Cosa ha detto Zlatan all'arbitro Maresca

Il nocciolo della questione è proprio questo: cosa ha detto Ibrahimovic a Maresca per meritare il cartellino rosso diretto? Possibile che abbia insultato il direttore di gara nonostante avesse fischiato una punizione in favore del Milan? E perché protestava? In un altro momento del match lo svedese si era lamentato per l'atteggiamento scorretto dei calciatori del Parma ma questa volta si lascia sfuggire dell'altro e le sue parole vengono giudicate molto gravi.

Zlatan e l'arbitro non sono vicini, tra i due c'è qualche metro di distanza ma nel silenzio di San Siro (si gioca a porte chiuse) Maresca capta quelle frasi dette tra i denti, bofonchiate e rivolte nei suoi confronti. Non estrae subito il cartellino rosso: dalle immagini si vede che, almeno inizialmente, sembri lasciar correre poi dinanzi all'insistenza del calciatore decide per l'espulsione.

Secondo la versione fornita da Pioli non c'è stata alcuna mancanza di rispetto né espressione offensiva da parte di Ibra. "L'ultima frase che avrebbe detto, da quanto mi ha riferito, è stata: Allora davvero non ti interessa quello che ti dico io?". Alla difesa del tecnico si aggiunge anche la spiegazione dallo spogliatoio rossonero e, in particolare, l'interpretazione delle frasi della discordia. "Mi sembra strano che non te ne freghi di quello he dico…". Sarebbero queste le parole incriminate se è vero che quel "mi sembra strano" sarebbe stato (forse) recepito come "sei un bastardo".

Difficile dire con certezza cosa sia accaduto, potrebbero però esserci state anche altre espressioni non colte dai microfoni e causa del cartellino rosso. Non c'è una ricostruzione completa di tutte le parole dette da Ibrahimovic nei momenti precedenti. In situazioni del genere non è previsto l'uso della prova tv/audio a meno che la Procura Federale non decida di aprire un dossier sull'episodio. Si tratta solo di ipotesi considerato che, ammesso vi sia una traccia audio dell'incontro, potrebbe essere solo parziale e in ogni caso non dirimente rispetto all'episodio specifico.

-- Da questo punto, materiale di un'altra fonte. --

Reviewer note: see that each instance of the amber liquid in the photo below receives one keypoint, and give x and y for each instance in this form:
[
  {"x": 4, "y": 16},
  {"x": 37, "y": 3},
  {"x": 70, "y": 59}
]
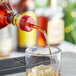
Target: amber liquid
[{"x": 5, "y": 14}]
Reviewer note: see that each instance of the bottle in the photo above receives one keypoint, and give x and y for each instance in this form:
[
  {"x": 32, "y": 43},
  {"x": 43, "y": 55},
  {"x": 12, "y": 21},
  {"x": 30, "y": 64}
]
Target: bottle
[
  {"x": 5, "y": 42},
  {"x": 14, "y": 30},
  {"x": 7, "y": 16},
  {"x": 14, "y": 3},
  {"x": 42, "y": 22},
  {"x": 41, "y": 3},
  {"x": 27, "y": 39},
  {"x": 55, "y": 30},
  {"x": 70, "y": 20}
]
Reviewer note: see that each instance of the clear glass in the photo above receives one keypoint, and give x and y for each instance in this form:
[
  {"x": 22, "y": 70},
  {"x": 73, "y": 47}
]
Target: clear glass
[{"x": 40, "y": 63}]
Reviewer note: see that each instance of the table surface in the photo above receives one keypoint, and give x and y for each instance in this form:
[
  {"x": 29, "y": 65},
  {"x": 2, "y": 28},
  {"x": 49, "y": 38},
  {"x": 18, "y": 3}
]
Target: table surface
[
  {"x": 68, "y": 65},
  {"x": 68, "y": 60}
]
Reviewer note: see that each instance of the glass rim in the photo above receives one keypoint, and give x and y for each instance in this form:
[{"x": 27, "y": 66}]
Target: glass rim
[{"x": 54, "y": 53}]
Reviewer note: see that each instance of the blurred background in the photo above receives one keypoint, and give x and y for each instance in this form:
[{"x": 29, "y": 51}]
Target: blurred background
[{"x": 56, "y": 17}]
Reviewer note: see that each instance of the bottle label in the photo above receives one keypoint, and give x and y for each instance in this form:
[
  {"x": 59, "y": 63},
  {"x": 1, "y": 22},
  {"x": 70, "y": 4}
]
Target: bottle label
[
  {"x": 28, "y": 39},
  {"x": 41, "y": 3},
  {"x": 55, "y": 30},
  {"x": 5, "y": 46}
]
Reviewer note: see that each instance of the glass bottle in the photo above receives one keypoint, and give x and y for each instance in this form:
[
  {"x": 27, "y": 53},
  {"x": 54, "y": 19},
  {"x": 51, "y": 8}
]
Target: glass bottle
[
  {"x": 7, "y": 16},
  {"x": 27, "y": 39},
  {"x": 5, "y": 42}
]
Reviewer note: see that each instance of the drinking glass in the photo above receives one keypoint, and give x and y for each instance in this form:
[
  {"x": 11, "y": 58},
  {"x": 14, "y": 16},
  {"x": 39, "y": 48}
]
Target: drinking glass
[{"x": 39, "y": 62}]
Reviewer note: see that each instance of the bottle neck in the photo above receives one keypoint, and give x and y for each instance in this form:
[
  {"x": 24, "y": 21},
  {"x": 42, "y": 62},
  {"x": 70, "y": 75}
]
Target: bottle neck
[{"x": 16, "y": 19}]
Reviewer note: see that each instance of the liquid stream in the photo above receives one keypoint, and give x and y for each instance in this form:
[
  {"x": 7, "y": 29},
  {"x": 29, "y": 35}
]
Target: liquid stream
[{"x": 41, "y": 30}]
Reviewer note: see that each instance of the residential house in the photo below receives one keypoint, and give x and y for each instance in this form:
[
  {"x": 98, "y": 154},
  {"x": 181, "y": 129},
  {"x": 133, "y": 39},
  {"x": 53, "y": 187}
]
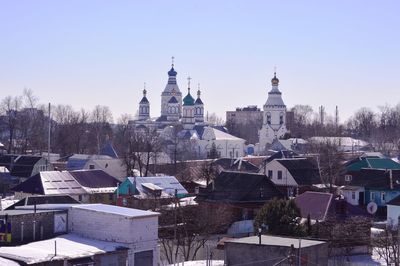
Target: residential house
[
  {"x": 149, "y": 192},
  {"x": 372, "y": 185},
  {"x": 393, "y": 212},
  {"x": 24, "y": 166},
  {"x": 113, "y": 166},
  {"x": 267, "y": 250},
  {"x": 345, "y": 144},
  {"x": 34, "y": 218},
  {"x": 87, "y": 186},
  {"x": 243, "y": 193},
  {"x": 293, "y": 175},
  {"x": 360, "y": 163}
]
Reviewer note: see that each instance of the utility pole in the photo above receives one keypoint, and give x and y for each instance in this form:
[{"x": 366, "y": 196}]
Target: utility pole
[
  {"x": 299, "y": 259},
  {"x": 48, "y": 140}
]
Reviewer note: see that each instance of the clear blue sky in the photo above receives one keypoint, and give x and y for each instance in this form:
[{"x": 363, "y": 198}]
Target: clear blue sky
[{"x": 84, "y": 53}]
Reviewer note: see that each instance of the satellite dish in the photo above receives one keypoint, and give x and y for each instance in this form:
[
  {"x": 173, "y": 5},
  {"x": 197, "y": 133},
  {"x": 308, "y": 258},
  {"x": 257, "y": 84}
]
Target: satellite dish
[{"x": 372, "y": 207}]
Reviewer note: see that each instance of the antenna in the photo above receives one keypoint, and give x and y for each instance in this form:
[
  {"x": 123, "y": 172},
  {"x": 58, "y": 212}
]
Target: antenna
[{"x": 48, "y": 140}]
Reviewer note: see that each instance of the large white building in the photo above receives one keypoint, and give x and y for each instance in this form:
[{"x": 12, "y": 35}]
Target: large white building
[
  {"x": 274, "y": 117},
  {"x": 187, "y": 114}
]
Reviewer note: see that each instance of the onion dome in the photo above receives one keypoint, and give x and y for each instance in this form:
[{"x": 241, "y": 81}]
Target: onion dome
[
  {"x": 188, "y": 100},
  {"x": 173, "y": 100},
  {"x": 275, "y": 80},
  {"x": 198, "y": 100},
  {"x": 172, "y": 72}
]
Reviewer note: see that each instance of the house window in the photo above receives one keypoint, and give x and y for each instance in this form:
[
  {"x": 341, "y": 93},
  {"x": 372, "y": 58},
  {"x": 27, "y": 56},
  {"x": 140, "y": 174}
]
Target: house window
[
  {"x": 270, "y": 174},
  {"x": 372, "y": 196},
  {"x": 279, "y": 174}
]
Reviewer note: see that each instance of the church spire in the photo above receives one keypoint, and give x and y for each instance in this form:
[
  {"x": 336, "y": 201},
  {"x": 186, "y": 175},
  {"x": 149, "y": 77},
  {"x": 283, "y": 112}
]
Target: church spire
[
  {"x": 199, "y": 107},
  {"x": 144, "y": 106}
]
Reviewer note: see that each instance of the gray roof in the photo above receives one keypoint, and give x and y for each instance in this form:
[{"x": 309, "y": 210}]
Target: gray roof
[
  {"x": 276, "y": 241},
  {"x": 274, "y": 99}
]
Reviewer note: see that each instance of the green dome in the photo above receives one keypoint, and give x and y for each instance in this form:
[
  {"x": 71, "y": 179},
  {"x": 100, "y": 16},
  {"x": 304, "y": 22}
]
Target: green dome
[{"x": 188, "y": 100}]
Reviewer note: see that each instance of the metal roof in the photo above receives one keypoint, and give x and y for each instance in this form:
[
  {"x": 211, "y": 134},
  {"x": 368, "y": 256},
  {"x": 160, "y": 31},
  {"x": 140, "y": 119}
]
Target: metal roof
[{"x": 276, "y": 241}]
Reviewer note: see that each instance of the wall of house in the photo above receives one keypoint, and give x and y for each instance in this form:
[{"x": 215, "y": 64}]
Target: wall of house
[
  {"x": 139, "y": 233},
  {"x": 41, "y": 165},
  {"x": 268, "y": 255},
  {"x": 393, "y": 214},
  {"x": 22, "y": 226},
  {"x": 226, "y": 148},
  {"x": 286, "y": 180}
]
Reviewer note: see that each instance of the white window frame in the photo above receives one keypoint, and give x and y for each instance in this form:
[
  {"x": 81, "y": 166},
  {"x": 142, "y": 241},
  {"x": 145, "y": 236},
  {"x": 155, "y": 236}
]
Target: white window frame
[
  {"x": 372, "y": 196},
  {"x": 347, "y": 178}
]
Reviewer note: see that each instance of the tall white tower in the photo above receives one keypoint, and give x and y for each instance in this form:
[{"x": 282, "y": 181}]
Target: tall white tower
[
  {"x": 144, "y": 107},
  {"x": 188, "y": 119},
  {"x": 274, "y": 120},
  {"x": 171, "y": 90}
]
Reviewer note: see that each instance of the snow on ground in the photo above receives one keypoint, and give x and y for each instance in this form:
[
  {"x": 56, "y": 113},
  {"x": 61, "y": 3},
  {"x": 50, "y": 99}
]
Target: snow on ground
[
  {"x": 7, "y": 202},
  {"x": 199, "y": 263},
  {"x": 6, "y": 262}
]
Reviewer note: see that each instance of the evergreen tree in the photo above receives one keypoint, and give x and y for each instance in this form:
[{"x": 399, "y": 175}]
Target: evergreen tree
[{"x": 282, "y": 217}]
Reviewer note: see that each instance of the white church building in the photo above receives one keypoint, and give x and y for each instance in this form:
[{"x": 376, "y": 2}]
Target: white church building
[
  {"x": 274, "y": 118},
  {"x": 187, "y": 114}
]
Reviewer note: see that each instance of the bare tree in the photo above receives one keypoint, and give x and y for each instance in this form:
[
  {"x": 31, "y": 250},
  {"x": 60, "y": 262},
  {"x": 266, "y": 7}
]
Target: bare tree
[
  {"x": 100, "y": 119},
  {"x": 330, "y": 161},
  {"x": 386, "y": 245},
  {"x": 185, "y": 230},
  {"x": 10, "y": 107}
]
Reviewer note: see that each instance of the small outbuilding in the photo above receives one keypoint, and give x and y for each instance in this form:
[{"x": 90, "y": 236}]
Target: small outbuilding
[{"x": 275, "y": 250}]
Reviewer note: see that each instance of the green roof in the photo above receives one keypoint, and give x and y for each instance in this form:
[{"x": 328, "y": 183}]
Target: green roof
[{"x": 374, "y": 163}]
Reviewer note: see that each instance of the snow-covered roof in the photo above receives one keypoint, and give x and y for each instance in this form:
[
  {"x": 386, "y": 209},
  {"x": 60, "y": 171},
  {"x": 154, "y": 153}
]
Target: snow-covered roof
[
  {"x": 220, "y": 135},
  {"x": 69, "y": 246},
  {"x": 127, "y": 212},
  {"x": 203, "y": 263},
  {"x": 7, "y": 202},
  {"x": 6, "y": 262},
  {"x": 274, "y": 98}
]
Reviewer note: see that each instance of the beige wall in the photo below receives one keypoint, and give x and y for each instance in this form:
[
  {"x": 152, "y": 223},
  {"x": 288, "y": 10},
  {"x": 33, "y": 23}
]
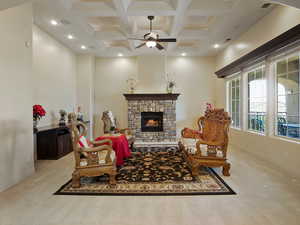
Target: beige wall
[
  {"x": 16, "y": 138},
  {"x": 193, "y": 75},
  {"x": 279, "y": 153},
  {"x": 54, "y": 69},
  {"x": 85, "y": 87}
]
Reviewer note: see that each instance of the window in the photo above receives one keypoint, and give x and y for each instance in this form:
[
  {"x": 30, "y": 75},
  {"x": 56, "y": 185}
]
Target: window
[
  {"x": 234, "y": 100},
  {"x": 287, "y": 80},
  {"x": 257, "y": 100}
]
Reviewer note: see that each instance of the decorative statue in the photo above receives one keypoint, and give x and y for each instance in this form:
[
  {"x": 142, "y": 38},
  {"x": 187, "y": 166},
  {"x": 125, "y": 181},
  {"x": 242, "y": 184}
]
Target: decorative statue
[
  {"x": 131, "y": 82},
  {"x": 79, "y": 114},
  {"x": 62, "y": 120},
  {"x": 170, "y": 84},
  {"x": 110, "y": 123}
]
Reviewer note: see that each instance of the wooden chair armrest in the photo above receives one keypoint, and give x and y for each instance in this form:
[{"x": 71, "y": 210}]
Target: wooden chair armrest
[
  {"x": 203, "y": 142},
  {"x": 190, "y": 133},
  {"x": 125, "y": 131},
  {"x": 96, "y": 149},
  {"x": 99, "y": 143}
]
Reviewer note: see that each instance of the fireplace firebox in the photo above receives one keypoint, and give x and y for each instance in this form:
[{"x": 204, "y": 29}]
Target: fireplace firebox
[{"x": 152, "y": 121}]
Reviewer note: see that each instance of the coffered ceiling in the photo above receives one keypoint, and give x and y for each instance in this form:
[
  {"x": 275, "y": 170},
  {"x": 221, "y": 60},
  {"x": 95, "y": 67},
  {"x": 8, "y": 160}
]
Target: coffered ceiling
[{"x": 104, "y": 26}]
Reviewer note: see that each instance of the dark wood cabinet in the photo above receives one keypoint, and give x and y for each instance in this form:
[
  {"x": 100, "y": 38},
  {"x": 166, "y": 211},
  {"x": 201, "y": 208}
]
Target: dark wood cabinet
[{"x": 53, "y": 142}]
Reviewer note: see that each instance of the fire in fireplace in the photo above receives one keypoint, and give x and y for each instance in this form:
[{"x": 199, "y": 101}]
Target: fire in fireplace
[{"x": 152, "y": 121}]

Cosa rischia Ibrahmovic espulso da Maresca

Martedì, al massimo mercoledì, arriverà il verdetto del Giudice Sportivo. Tutto dipenderà da quanto verbalizzato a referto dall'arbitro Maresca e la lettura delle motivazioni indicate nel dispositivo ufficiale potrà sciogliere il rebus. Al momento è certo che Ibrahimovic salterà sicuramente un turno (la partita con il Genoa a San Siro), provvedimento che scatta in automatico dopo un cartellino rosso, ma rischia 2 giornate di squalifica (verdetto minimo a censura di espressioni irriguardose o ingiuriose). Il Milan è pronto a fare ricorso.